- Directed by: Aldo Lado
- Written by: Aldo Lado Fiorenzo Senese
- Starring: Fiona Gélin
- Cinematography: Ramón F. Suárez
- Music by: Pino Donaggio
- Release date: 12 August 1987;
- Running time: 88 minutes
- Countries: France Italy
- Language: French

= Scirocco (film) =

Scirocco, also known as Amantide – Scirocco and with the international title Sahara Heat, is a 1987 French-Italian drama film directed by Aldo Lado and starring Fiona Gélin.

==Plot==
Léa is married to engineer Alfredo who works at oil wells in the Maghreb. She visits her husband and finds that their marriage is deteriorating. She seeks relief in the exoticism the country offers and she is soon attracted to a local thug nicknamed Le Serpent she meets in the kasbah.

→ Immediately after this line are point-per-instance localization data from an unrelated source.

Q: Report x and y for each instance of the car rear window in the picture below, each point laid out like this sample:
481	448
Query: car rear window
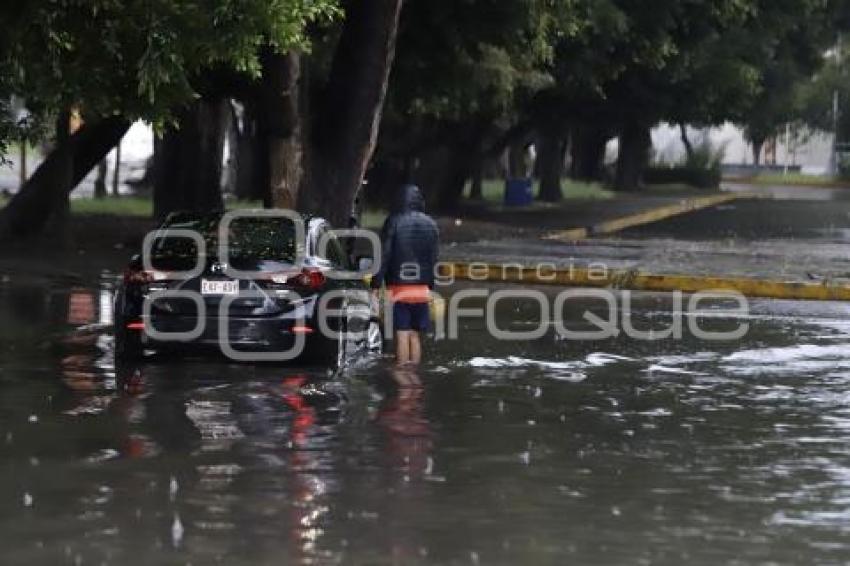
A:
250	239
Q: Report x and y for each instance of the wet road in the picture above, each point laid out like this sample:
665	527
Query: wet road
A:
543	452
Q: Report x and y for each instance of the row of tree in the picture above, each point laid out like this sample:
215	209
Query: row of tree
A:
319	94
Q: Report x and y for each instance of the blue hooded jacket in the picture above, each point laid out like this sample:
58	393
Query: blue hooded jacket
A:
410	240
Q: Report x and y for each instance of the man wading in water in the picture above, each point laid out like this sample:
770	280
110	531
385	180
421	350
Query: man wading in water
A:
410	240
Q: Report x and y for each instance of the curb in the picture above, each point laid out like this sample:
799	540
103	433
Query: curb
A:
636	281
649	216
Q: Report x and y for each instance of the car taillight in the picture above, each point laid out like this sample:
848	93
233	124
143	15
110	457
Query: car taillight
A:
309	278
135	275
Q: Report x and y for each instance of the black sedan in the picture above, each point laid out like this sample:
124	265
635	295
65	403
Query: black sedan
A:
258	286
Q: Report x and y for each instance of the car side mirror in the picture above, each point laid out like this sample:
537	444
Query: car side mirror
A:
364	263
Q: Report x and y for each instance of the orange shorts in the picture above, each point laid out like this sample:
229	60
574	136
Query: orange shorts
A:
410	294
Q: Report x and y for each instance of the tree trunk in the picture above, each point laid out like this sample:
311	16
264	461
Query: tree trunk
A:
476	192
100	181
187	170
245	153
23	165
758	145
346	122
550	164
116	174
283	135
689	147
518	160
635	144
48	187
587	153
457	171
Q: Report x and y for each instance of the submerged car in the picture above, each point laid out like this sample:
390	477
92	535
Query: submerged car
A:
279	288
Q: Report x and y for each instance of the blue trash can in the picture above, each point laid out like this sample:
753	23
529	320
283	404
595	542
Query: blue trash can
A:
519	192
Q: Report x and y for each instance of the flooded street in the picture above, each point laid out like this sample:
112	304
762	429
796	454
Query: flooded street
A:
617	451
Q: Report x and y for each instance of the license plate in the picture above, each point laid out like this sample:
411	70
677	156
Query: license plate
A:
219	287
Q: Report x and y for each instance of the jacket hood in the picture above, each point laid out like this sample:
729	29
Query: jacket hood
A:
410	198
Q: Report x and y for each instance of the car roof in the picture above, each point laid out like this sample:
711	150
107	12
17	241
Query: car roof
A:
186	216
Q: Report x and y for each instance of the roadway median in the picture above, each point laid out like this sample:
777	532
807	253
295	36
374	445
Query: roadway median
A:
641	281
649	216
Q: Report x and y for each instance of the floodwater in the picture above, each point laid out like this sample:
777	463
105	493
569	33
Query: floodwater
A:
550	451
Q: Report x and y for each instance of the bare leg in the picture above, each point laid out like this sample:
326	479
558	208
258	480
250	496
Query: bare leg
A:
402	347
415	348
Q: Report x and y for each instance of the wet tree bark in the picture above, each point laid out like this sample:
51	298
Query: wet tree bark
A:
281	129
686	141
635	144
587	152
62	170
550	164
246	154
116	174
476	191
346	121
758	145
187	169
100	181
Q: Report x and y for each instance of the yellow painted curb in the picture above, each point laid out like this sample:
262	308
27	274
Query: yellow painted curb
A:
636	281
649	216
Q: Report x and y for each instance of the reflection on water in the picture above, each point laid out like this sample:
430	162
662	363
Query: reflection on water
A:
543	452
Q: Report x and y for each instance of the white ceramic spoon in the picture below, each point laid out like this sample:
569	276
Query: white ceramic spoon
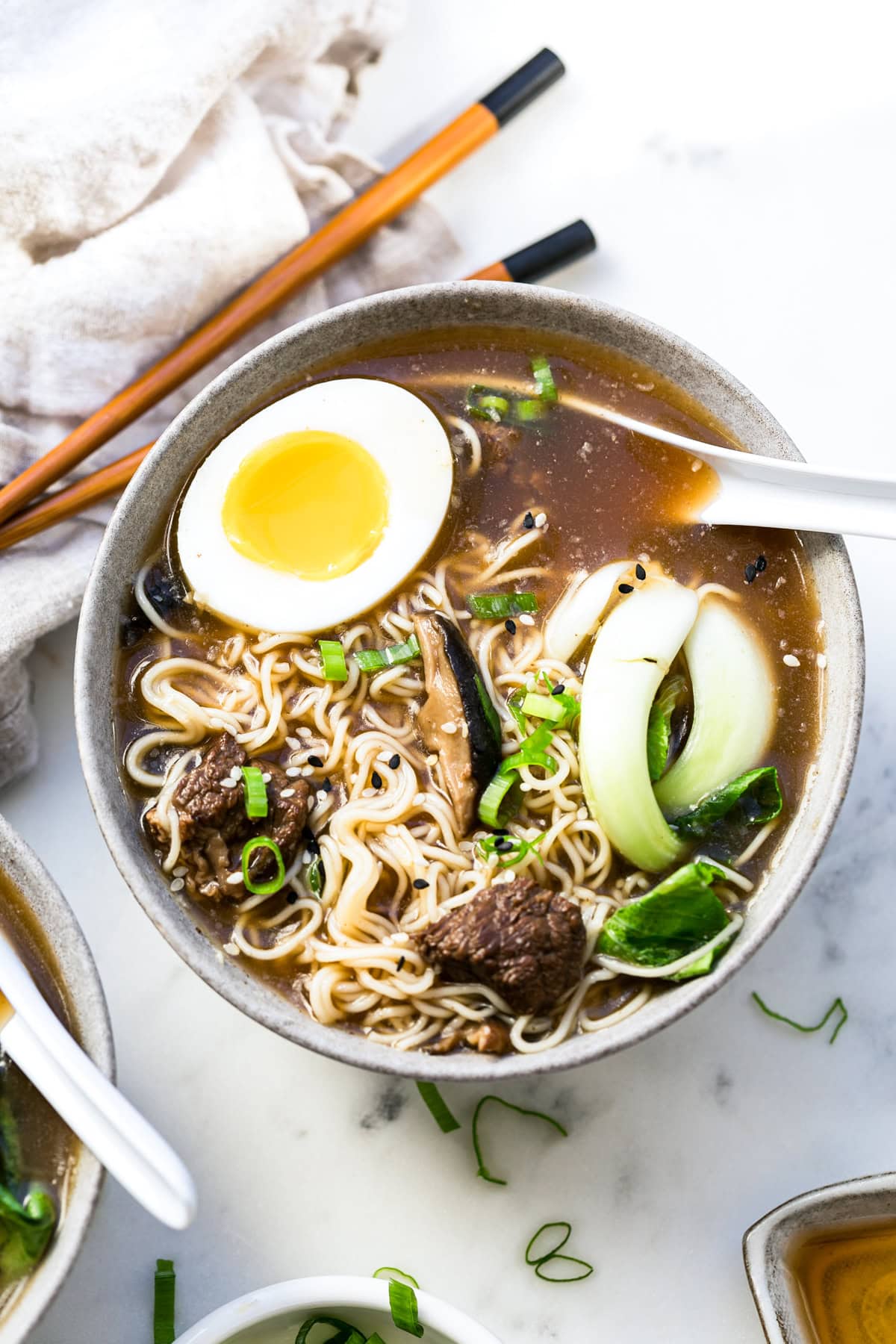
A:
768	492
92	1107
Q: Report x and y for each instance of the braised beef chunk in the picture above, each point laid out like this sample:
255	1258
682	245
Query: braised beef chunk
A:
457	721
524	942
214	826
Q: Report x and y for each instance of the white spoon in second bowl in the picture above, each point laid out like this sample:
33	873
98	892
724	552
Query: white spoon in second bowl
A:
768	492
104	1120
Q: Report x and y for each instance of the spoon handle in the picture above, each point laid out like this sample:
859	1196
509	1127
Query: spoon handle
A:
117	1135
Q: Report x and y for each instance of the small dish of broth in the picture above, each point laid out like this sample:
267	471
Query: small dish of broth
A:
822	1266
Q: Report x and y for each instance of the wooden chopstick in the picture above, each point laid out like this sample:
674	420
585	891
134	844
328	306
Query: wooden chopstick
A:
340	235
529	264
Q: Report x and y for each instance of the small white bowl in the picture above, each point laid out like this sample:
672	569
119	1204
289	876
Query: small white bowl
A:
273	1315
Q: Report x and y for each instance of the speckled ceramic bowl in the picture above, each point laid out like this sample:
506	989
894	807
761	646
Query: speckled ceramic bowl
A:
768	1243
273	369
77	976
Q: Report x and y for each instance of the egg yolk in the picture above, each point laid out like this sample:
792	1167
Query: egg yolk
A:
311	503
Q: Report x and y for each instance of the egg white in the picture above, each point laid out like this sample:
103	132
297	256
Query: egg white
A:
413	452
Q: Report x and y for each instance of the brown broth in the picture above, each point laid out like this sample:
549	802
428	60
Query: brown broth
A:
608	494
844	1281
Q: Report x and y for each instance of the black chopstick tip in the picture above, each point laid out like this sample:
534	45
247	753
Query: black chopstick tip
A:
551	253
517	90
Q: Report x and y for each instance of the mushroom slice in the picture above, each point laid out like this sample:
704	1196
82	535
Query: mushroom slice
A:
734	707
632	655
457	721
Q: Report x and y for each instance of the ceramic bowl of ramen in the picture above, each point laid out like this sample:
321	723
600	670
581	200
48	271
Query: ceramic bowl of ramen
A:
38	1154
421	715
274	1315
822	1266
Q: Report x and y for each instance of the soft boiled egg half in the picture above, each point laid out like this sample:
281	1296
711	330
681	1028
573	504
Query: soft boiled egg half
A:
316	507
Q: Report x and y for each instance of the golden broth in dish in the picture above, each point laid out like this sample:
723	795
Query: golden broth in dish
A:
845	1284
534	504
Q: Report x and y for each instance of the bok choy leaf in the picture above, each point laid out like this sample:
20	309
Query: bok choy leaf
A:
676	918
754	799
734	707
630	658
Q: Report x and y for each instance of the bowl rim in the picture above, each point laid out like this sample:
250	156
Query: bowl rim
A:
84	994
334	1292
521	305
856	1201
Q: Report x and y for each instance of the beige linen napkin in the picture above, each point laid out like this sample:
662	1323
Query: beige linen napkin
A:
155	156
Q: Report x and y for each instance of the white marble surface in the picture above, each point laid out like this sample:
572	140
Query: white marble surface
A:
736	161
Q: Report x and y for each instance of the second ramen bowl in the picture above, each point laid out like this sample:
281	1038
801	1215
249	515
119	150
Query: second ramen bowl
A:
269	371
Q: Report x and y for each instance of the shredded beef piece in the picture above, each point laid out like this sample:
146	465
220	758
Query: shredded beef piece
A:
214	826
524	942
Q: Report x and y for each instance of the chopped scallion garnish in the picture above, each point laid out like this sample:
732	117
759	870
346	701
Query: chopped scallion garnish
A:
334	660
839	1006
438	1108
264	889
374	660
521	1110
499	606
544	378
254	792
163	1316
501	800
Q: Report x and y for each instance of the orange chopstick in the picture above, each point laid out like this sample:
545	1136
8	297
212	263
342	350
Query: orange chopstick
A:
529	264
340	235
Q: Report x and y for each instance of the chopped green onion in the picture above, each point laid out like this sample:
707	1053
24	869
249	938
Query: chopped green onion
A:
529	410
334	660
346	1334
264	889
499	606
508	850
538	1263
314	875
403	1308
163	1316
837	1006
501	800
254	792
544	378
532	752
521	1110
374	660
438	1108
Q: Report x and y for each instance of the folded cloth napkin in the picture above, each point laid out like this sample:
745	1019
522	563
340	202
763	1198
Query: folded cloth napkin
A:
155	158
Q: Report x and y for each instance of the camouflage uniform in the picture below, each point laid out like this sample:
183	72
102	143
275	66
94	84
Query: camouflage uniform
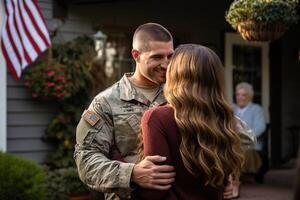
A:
112	120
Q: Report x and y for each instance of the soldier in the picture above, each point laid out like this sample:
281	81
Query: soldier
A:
111	123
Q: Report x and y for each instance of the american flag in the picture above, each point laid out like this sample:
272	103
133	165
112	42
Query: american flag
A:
24	34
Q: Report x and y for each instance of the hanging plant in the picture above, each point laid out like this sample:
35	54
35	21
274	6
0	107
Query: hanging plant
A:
262	20
64	75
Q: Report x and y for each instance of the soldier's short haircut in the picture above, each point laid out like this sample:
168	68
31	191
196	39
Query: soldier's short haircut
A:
150	32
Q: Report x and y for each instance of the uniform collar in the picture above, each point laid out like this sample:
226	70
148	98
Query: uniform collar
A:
129	93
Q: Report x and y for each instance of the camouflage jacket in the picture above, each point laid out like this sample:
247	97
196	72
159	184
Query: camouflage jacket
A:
111	122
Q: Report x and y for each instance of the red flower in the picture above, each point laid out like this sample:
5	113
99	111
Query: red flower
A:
61	94
51	73
61	78
58	87
50	84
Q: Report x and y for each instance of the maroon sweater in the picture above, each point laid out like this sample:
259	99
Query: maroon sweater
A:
161	137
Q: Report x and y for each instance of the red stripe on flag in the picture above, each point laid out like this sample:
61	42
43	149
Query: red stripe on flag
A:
11	41
43	20
24	34
33	20
27	58
9	63
35	46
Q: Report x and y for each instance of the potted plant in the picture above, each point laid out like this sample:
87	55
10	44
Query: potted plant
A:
65	73
262	20
20	178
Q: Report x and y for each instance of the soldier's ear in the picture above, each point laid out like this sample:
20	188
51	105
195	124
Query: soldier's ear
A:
135	55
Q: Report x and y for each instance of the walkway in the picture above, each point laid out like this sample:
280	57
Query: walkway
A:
278	186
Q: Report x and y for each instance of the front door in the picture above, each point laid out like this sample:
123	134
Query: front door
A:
247	62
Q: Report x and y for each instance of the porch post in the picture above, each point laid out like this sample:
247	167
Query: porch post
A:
3	77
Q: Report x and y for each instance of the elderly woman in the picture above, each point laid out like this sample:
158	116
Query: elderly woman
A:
253	115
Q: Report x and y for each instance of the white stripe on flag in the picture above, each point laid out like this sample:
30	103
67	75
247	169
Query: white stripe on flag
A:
15	35
24	35
34	33
38	19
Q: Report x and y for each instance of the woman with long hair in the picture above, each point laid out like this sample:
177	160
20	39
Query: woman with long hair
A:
196	131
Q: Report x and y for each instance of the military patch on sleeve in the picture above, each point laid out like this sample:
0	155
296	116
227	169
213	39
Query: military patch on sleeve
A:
90	117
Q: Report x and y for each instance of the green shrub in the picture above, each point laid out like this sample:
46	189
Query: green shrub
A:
268	11
64	182
20	178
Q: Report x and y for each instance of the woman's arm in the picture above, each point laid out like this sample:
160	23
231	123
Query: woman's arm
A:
155	143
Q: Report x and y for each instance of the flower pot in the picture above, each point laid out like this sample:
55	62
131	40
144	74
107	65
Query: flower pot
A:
260	31
80	197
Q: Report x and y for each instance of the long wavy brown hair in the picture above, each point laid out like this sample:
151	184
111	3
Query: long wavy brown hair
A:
210	146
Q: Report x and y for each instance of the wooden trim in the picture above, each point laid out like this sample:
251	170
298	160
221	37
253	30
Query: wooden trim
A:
276	102
3	99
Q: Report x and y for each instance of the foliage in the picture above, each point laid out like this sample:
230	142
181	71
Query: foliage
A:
20	178
62	76
269	11
62	183
60	133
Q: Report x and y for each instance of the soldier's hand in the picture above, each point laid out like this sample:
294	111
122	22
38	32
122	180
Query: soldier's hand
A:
149	175
228	191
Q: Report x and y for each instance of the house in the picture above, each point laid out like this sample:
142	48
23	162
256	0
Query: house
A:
273	67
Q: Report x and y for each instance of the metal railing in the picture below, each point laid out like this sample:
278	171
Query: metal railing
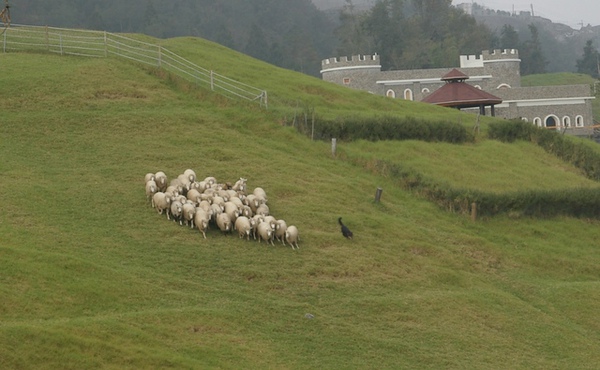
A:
64	41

However, her relationship with him starts to become increasingly exploitative.

==Cast==
- Fiona Gélin as Léa
- Enzo De Caro as Alfredo
- Yves Collignon as Le Serpent (The Snake)
- Joshua McDonald as Jeff
- Gianluigi Ghione as Stefan
- Christophe Ratendra as Hotel groom
- Alberto Canova as Kurt
- Abdellatif Hamrouni as Old Arab man
- Nadia Saiji as Gitana

==Production==
Fiona Gélin tells of her ordeal during the shooting of this film: "In fact, there were nude scenes that were hidden from me and that I had to play. The result was on the verge of an erotic film. I felt betrayed, completely disoriented and I broke down. I was ashamed of myself. This led to a depression and a month in a psychiatric hospital."